BCBS 239 Risk Data Aggregation
BCBS_239freeData quality rules aligned to the 14 principles of BCBS 239 for risk data aggregation and reporting in banking.
Checks included (23)
ISO Currency Code Validation(currency_code)
Validates that values are valid ISO 4217 currency codes (e.g., USD, EUR, GBP, JPY)
ISO Country Code Validation(country_code)
Validates that values are valid ISO 3166-1 alpha-2 country codes (e.g., US, GB, DE, FR)
IBAN Format Validation(iban)
Validates International Bank Account Number format — 2-letter country code, 2 check digits, and up to 30 alphanumeric characters
Valid Email Format(email)
Validates that values conform to a simplified RFC 5322 email address format. Checks for a local part containing alphanumeric characters and common special characters, an @ symbol, and a domain with at least one dot-separated label.
Mean In Range
Asserts that the arithmetic mean of a numeric column falls within an expected range. Detects data drift, calculation errors, or upstream changes that shift the central tendency of key metrics.
Standard Deviation Stable
Asserts that the standard deviation of a numeric column has not changed more than the specified percentage from a known baseline. Detects changes in data variability that may indicate corrupted data, changed source systems, or process failures.
Cardinality Check
Asserts that the number of distinct values in a column falls within an expected range. Detects issues such as collapsed categories (too few distinct values), data explosion (too many), or enum drift from upstream changes.
Distribution Check
Asserts that the value distribution of a categorical column matches expected proportions within a given tolerance. For example, verifying that 60% of records are type A, 30% type B, and 10% type C. Detects upstream labeling changes, data skew, or ingestion bias.
Column Not Null
Asserts that a specified column contains no null values. This is the most fundamental completeness check — every row must have a value present in the target column.

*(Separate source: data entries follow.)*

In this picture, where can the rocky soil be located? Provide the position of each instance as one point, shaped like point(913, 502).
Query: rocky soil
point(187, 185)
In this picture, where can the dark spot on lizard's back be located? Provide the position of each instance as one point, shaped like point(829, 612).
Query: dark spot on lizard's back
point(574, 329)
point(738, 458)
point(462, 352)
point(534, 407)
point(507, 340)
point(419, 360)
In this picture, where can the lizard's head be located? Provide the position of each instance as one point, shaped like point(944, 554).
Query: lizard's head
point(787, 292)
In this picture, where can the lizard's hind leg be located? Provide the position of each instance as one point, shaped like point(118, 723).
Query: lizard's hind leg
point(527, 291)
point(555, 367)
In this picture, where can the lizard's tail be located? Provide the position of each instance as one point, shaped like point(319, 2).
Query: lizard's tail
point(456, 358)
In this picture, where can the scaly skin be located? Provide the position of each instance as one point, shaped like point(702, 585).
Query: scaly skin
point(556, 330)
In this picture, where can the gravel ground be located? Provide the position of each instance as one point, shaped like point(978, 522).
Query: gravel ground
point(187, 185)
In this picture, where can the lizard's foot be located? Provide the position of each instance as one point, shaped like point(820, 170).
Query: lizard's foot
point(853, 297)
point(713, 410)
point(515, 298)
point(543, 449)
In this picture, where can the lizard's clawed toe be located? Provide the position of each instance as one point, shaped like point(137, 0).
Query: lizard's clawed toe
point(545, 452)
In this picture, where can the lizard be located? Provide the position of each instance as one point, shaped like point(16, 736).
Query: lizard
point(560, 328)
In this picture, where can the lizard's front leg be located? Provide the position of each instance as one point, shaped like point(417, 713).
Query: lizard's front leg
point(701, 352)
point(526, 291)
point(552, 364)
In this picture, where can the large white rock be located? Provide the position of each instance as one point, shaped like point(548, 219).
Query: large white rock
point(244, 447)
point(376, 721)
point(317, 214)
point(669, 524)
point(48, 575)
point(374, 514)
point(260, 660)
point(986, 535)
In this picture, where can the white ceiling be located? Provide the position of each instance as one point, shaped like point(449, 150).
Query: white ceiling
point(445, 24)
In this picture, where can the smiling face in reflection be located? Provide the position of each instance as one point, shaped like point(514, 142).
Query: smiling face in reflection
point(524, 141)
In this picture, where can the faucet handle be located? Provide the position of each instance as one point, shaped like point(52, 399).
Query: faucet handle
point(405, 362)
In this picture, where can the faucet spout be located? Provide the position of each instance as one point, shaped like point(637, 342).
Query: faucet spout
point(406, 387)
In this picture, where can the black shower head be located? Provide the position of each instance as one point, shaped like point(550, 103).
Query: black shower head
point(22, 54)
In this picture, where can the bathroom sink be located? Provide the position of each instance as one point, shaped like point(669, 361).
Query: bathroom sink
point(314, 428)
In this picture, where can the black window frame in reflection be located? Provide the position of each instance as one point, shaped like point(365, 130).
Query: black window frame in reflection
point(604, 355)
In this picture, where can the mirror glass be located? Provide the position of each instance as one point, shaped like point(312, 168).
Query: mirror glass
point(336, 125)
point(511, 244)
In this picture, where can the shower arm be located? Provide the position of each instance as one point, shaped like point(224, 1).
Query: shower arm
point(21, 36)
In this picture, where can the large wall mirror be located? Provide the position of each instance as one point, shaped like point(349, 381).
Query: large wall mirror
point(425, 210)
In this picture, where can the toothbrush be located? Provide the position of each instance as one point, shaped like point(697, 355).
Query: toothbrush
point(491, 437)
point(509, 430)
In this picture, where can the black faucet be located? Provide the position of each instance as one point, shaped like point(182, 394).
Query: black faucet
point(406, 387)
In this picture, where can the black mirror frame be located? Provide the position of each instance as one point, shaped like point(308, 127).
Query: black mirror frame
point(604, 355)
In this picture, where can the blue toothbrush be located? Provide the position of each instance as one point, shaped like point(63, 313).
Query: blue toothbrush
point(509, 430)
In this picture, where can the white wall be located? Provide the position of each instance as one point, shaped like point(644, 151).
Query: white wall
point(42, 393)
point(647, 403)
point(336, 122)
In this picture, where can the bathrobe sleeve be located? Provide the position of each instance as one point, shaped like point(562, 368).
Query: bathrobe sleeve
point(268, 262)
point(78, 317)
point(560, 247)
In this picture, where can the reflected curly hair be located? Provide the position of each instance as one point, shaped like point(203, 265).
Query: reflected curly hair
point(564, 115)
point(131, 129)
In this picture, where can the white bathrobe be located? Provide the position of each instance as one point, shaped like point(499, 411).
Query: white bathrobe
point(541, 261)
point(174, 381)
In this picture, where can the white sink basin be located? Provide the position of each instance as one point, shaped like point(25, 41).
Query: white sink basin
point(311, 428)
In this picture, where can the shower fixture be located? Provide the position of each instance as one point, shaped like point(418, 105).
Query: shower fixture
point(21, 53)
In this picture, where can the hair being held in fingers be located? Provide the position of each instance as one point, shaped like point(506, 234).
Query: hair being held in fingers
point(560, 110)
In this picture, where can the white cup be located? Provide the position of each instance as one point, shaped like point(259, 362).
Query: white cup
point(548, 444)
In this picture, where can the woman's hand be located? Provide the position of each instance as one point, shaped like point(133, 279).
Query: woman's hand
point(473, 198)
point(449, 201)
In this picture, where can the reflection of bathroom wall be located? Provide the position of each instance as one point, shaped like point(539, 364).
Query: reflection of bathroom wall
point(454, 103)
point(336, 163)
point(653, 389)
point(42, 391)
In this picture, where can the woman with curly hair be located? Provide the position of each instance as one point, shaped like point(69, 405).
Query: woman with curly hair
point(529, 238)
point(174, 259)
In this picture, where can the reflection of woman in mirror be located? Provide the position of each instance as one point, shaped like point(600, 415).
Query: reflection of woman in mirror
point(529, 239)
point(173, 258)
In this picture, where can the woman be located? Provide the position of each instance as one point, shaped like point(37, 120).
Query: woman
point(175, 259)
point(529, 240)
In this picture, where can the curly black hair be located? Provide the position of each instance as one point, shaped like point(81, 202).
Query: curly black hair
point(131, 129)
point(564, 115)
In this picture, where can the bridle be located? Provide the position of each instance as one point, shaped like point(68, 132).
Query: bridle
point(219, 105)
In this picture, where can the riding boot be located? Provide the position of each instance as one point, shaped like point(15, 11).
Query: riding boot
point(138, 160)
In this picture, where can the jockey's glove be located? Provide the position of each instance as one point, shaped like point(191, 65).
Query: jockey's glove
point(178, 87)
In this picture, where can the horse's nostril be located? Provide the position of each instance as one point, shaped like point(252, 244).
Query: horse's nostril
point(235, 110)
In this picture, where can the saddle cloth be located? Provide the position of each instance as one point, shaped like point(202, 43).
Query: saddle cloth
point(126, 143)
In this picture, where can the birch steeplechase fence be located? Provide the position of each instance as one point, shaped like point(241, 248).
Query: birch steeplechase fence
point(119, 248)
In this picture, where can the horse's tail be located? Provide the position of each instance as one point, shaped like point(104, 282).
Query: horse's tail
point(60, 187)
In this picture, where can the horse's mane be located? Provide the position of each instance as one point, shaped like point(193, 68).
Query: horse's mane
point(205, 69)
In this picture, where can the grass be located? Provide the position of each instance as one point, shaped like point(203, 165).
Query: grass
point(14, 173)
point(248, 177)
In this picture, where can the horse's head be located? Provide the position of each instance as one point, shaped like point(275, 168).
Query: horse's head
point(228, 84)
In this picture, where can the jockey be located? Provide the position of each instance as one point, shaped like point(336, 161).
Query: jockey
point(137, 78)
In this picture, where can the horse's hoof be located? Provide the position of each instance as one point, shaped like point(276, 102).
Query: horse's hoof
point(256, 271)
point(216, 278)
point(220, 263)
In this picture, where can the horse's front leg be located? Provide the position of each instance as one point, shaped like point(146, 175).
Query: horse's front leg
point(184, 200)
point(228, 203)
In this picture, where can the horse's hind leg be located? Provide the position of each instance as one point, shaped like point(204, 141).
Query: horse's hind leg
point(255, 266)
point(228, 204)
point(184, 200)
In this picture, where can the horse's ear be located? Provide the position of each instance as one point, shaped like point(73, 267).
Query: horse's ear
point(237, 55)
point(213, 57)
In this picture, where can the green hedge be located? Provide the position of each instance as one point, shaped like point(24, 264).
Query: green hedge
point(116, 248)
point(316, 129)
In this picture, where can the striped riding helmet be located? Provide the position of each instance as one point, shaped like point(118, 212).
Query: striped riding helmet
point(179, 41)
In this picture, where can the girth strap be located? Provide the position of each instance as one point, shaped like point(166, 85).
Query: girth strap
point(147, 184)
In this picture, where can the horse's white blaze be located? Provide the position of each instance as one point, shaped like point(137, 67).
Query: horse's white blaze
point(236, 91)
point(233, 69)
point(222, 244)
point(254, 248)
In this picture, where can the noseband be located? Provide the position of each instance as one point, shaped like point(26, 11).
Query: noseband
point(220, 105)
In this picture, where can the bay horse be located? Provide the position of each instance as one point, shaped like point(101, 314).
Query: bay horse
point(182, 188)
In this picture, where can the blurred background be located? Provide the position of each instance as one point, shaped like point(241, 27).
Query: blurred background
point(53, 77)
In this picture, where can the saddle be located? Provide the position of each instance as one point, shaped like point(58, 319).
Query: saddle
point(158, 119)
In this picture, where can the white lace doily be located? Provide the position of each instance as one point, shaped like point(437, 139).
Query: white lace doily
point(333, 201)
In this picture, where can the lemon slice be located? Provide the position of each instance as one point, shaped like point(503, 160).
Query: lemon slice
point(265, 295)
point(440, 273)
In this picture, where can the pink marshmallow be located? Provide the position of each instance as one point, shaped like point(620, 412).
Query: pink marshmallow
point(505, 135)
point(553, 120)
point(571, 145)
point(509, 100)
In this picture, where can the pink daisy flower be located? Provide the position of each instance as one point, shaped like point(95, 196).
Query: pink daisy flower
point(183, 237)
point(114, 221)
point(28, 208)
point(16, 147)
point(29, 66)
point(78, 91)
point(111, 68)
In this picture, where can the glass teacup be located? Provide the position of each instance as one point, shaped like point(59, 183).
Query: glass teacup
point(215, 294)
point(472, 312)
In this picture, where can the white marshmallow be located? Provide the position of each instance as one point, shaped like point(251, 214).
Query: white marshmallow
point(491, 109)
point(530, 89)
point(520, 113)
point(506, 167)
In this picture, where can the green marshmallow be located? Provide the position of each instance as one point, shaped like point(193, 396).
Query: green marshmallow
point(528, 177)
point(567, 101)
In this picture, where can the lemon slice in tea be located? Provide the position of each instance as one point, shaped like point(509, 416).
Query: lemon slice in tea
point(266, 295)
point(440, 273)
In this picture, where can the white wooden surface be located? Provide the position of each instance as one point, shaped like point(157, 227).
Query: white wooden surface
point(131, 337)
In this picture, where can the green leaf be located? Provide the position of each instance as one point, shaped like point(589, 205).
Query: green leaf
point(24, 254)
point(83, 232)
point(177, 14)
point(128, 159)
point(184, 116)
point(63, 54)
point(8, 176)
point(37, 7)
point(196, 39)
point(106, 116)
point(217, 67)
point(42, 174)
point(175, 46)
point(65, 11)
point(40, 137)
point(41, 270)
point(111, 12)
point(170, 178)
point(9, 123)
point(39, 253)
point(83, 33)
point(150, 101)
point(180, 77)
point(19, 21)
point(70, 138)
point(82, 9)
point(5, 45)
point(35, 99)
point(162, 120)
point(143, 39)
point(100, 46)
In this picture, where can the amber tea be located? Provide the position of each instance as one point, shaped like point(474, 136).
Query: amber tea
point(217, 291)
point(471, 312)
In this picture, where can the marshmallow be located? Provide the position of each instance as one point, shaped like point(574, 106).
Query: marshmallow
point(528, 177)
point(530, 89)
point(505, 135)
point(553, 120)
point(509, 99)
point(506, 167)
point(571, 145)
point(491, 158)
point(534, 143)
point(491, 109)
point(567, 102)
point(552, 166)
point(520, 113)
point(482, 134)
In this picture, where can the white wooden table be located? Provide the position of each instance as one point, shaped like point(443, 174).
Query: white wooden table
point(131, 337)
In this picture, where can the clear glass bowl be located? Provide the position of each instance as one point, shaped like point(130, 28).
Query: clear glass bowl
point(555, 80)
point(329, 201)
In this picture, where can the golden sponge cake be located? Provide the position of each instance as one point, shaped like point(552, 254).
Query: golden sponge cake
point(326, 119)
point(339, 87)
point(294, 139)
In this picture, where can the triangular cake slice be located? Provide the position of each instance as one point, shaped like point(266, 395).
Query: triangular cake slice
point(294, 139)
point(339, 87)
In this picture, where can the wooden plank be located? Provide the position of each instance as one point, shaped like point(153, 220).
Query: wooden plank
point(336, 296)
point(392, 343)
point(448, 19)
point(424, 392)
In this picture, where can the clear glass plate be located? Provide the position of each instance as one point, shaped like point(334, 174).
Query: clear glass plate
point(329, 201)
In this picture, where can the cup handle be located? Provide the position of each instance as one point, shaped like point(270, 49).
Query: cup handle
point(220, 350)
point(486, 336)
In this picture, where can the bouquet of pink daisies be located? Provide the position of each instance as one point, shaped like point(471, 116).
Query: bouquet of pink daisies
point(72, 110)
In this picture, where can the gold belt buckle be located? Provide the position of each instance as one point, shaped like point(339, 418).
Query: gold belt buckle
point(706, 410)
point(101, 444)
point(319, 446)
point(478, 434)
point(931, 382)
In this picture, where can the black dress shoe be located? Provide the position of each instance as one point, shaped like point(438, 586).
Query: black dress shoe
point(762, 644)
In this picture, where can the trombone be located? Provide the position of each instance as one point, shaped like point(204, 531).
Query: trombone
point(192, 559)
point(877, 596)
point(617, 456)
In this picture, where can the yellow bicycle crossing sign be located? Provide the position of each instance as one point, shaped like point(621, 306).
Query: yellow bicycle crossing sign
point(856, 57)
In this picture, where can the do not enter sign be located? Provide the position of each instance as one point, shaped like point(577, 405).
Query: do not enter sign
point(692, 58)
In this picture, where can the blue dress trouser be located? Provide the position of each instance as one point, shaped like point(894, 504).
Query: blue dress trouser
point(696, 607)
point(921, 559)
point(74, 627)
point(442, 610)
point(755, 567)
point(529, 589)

Column Completeness Threshold
Asserts that a column meets a minimum completeness threshold, measured as the percentage of non-null values. Useful when some nulls are acceptable but the overall population rate must stay above a defined level (e.g., 95%).
Required Fields for Status
Asserts that when a status column has a specific value (e.g., 'active'), a set of required fields must all be populated (non-null). Enforces lifecycle-based data completeness rules where later stages demand richer data.
Non-Negative Values
Validates that a numeric column contains no negative values. Common for quantities, counts, amounts, durations, and other measures that should never be negative.
Value In Range
Validates that all values in a numeric column fall within a specified minimum and maximum range (inclusive). Catches data entry errors, unit conversion issues, and out-of-bounds values.
Amount Limit
Validates that financial amounts do not exceed a configurable limit. Catches data entry errors, currency conversion issues, and fraudulent transactions. Supports both upper and optional lower bounds.
Column Unique
Validates that all non-null values in a specified column are unique. Useful for natural keys, email addresses, identifiers, and any column where duplicates indicate a data quality issue.
Composite Unique
Validates that the combination of specified columns forms a unique key. Ensures no two rows share the same values across all listed columns, enforcing composite key integrity.
Primary Key Valid
Validates that a column qualifies as a valid primary key by ensuring all values are both unique and not null. Combines uniqueness and completeness checks into a single rule.
Table Freshness
Asserts that a table has been updated within the specified number of hours. Uses the table's metadata (last modified timestamp) or a designated timestamp column to verify data is fresh and pipelines are running on schedule.
Column Max Age
Asserts that the most recent value in a date/timestamp column is within the specified number of hours from the current time. Useful for verifying that new data is arriving as expected in date-partitioned or event-driven tables.
Ingestion Delay
Asserts that the time difference between the source event timestamp and the load/ingestion timestamp is within the defined SLA. Detects pipeline lag, backpressure, or ingestion failures that cause data to arrive late.
Foreign Key Valid
Validates that all non-null values in a foreign key column exist in the referenced parent table's primary key column. Detects orphaned references that break referential integrity.
Cross-Table Count Match
Validates that row counts or aggregated values match between related tables. For example, the number of order line items should match the item_count on the order header, or the sum of transaction amounts should match the account balance.
Schema Column Count
Asserts that a table has the expected number of columns. Detects unintended schema changes such as dropped columns, added columns from upstream migrations, or schema drift between environments.